Penélope Toledo: Eu tenho um sonho: ver o racismo expulso de campo

Um torcedor do Botafogo fez insultos racistas contra a família de Vinícius Jr, do Flamengo. É inacreditável que em pleno século XXI, pessoas sejam julgadas pela cor de sua pele, não por seu caráter, como denunciou Martin Luther King em seu histórico discurso “Eu tenho um sonho”, há mais de 50 anos.

racismo no futebol

Passadas cinco décadas, a aspiração do líder negro está longe de ser concretizada, infelizmente. A herança escravocrata e senzalista deixou marcas profundas na sociedade e os racistas, por mais retrógrados, absurdos e ridículos que sejam, continuam segregando as pessoas de acordo com a quantidade de melanina e transformando o futebol em um enorme Apartheid.

Neymar, Hulk, Aranha, Daniel Alves, Bárbara, Tinga, Arouca, Roberto Carlos, Grafite, Formiga, Michel Bastos, Obina, Elicarlos, Paulão, Ester, Gabriel Tiné, Andrade, Cristóvão Borges, árbitro Márcio Chagas. Eto’o, Balotelli, Touré, Sulley Muntari, Benatia, Seedorf, Asamoah, Marc Zoro, Boateng, Selassie, Olisadebe, Kevin Constant, Eniola Aluko. A lista de jogadores/as vítimas de injúria racial, no Brasil e no mundo, é extensa, tão extensa quanto a ignorância que é o preconceito.
O último Relatório Anual da Discriminação Racial no Futebol apontou 35 casos de racismo no Brasil ou com jogadores brasileiros fora do país em 2015, sendo a maioria dentro das arenas esportivas e alguns pela internet. Este número é maior, pois o Relatório registrou o que foi divulgado pela imprensa.

Racista desde o nascimento

Até o direito de se deixar encantar pela magia do futebol foi, durante muitos anos, tolhido às pessoas negras. Esporte trazido ao Brasil pela elite, era restrito aos brancos. Reza a lenda que Carlos Alberto, do Fluminense, passava pó-de-arroz no rosto para clarear a pele – daí o termo “pó-de-arroz” para as torcidas de clubes considerados de elite.

O pioneirismo no combate ao racismo é incerto e reivindicado por alguns clubes. A Ponte Preta diz que é ela, pois um de seus fundadores, em 1900, ero o afrodescendente Miguel do Carmo, que virou jogador do time.

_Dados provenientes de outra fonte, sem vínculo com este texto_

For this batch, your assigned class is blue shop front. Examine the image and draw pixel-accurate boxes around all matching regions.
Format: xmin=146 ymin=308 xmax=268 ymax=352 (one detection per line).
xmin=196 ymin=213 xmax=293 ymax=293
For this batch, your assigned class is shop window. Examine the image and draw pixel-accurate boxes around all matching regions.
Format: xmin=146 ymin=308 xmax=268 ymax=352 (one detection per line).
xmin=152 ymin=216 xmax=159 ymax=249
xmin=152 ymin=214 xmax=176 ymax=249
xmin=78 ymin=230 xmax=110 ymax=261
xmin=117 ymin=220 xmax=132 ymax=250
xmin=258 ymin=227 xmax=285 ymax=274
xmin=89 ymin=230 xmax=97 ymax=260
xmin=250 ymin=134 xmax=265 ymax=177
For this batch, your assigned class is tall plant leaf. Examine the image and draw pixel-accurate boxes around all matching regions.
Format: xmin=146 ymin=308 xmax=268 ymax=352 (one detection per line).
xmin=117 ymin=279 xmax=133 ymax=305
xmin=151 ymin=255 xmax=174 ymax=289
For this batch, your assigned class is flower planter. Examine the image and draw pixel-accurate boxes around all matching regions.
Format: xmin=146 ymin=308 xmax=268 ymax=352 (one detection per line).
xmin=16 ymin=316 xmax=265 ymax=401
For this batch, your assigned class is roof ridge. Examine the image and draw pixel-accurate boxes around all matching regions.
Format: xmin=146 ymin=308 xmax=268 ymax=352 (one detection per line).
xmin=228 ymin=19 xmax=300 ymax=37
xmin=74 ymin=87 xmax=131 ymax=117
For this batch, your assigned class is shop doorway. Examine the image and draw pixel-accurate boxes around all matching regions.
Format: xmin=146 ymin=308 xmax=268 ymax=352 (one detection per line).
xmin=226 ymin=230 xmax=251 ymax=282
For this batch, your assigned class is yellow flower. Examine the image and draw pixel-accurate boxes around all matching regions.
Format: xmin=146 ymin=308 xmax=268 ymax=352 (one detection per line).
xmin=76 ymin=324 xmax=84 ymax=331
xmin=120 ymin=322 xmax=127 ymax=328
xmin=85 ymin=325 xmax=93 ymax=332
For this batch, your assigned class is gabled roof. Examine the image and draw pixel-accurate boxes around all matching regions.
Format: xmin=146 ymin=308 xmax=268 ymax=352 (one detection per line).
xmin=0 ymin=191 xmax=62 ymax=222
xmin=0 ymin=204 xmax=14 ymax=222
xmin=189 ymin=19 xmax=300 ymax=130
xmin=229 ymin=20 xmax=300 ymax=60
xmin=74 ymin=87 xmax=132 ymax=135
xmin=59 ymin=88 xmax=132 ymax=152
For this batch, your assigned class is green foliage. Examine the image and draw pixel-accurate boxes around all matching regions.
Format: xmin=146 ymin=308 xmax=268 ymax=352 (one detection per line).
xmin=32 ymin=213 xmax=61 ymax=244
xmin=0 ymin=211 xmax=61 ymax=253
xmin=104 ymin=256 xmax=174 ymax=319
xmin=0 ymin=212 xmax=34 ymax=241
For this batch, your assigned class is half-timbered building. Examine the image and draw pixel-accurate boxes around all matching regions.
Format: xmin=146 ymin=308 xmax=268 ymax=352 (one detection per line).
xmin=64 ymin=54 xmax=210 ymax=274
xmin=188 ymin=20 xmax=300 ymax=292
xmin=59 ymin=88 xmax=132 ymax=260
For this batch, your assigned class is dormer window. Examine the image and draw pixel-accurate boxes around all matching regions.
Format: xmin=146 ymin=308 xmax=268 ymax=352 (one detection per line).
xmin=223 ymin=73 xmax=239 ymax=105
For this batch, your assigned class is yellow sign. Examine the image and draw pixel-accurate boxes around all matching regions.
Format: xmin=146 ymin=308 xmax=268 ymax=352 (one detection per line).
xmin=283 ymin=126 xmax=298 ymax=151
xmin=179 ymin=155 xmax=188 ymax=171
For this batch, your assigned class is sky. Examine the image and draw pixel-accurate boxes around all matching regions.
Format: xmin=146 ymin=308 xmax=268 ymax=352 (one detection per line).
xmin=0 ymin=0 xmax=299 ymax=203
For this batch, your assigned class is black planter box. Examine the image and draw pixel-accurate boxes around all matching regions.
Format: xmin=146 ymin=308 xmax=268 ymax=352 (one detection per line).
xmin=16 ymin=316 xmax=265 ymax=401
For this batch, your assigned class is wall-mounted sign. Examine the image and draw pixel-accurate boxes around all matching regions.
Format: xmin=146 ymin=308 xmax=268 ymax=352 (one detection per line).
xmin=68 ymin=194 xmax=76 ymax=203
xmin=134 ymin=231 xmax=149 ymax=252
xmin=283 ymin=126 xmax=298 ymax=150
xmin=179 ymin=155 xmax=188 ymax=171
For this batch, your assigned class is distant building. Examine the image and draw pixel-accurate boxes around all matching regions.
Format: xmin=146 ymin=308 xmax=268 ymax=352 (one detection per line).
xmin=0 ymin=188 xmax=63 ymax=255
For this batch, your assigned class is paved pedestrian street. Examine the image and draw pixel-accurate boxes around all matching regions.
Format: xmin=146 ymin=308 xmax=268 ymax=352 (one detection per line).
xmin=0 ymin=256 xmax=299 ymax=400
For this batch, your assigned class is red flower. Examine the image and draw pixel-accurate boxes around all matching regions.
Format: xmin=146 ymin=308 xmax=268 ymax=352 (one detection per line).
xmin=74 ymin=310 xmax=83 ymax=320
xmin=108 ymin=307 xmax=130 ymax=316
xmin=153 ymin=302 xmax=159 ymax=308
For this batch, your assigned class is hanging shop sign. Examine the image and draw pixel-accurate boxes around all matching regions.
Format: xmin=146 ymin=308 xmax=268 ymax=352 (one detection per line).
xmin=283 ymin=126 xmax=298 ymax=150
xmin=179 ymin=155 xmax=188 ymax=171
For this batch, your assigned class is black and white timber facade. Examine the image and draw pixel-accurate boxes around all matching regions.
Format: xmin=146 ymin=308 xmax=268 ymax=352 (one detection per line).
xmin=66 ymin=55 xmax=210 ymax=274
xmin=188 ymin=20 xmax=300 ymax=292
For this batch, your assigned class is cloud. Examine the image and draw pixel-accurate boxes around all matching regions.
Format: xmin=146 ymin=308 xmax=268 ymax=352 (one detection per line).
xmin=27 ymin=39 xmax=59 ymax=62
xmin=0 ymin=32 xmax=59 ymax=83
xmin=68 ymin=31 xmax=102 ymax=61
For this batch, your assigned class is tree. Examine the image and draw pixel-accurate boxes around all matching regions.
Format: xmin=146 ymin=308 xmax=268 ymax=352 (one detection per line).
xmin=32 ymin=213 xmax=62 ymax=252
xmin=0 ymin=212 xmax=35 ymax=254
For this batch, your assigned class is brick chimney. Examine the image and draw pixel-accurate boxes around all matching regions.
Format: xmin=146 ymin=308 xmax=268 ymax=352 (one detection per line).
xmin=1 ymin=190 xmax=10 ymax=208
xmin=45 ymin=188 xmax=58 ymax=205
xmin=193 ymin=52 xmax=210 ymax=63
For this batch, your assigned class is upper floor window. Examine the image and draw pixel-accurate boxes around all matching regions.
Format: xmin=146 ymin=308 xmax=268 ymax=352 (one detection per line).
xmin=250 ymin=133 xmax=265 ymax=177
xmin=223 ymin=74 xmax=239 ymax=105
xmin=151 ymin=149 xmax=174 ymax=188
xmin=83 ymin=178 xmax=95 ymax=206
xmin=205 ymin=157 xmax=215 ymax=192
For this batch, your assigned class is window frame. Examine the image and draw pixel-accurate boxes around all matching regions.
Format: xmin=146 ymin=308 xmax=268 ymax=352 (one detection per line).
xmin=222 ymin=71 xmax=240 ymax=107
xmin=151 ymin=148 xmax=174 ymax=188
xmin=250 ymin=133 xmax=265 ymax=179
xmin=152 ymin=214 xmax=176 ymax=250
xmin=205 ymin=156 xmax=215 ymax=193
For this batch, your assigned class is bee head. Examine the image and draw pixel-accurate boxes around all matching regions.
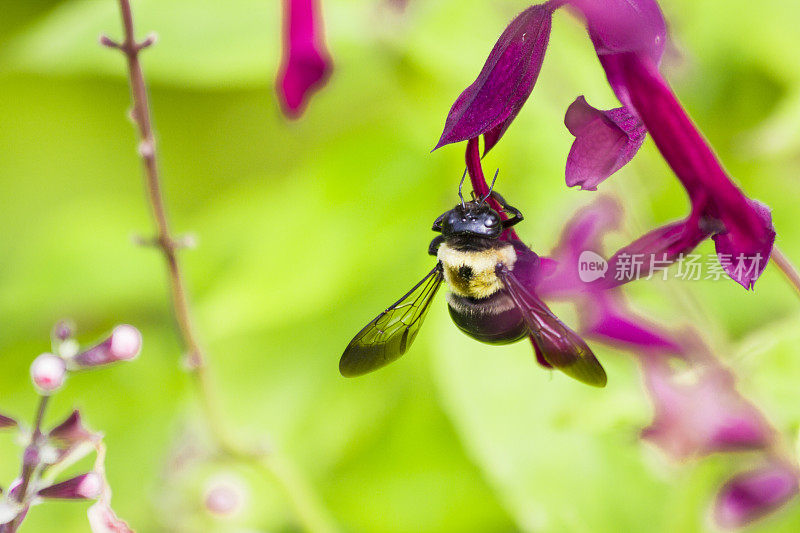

O Bangu diz que é ele pois, fundado por operários, abandonou a Liga Metropolitana em 1907 por causa da proibição e foi campeão da 2ª divisão do carioca em 1911 com negros no elenco.
O Vasco diz que é ele, pois teve o primeiro presidente “não branco” (como diziam na época), Cândido José de Araújo, em 1904, e foi o primeiro campeão de Série A com jogadores negros na equipe, em 1923.

É preciso virar o jogo

Atitudes como esta do torcedor do Botafogo nos fazem retroceder ao século XVI, ao Brasil colonial. Como se não tivéssemos evoluído nada em 500 anos.

Pior, reabrem as feridas e as dores dos ancestrais que foram arrancados da sua África, transportados em navios precários e superlotados a outro continente, escravizados, violentados, proibidos de cultuar os seus deuses e extirpados de sua identidade cultural.

Em nome de toda essa gente, é fundamental que os atletas vítimas de racismo denunciem, se engajem no combate ao preconceito e usem a visibilidade que têm para estimular que outros o façam.

E já passou da hora dos clubes e federações entrarem em campo neste difícil jogo. Punir as equipes e torcedores, fazer campanhas, interromper as partidas. Nas décadas de 1960, 70 e 80 parecia impossível vencer a violência e o nazismo dos hooligans. Mas o futebol venceu. Pode vencer de novo, é só ter políticas claras, punições severas, empenho e uma alta dose de boa vontade.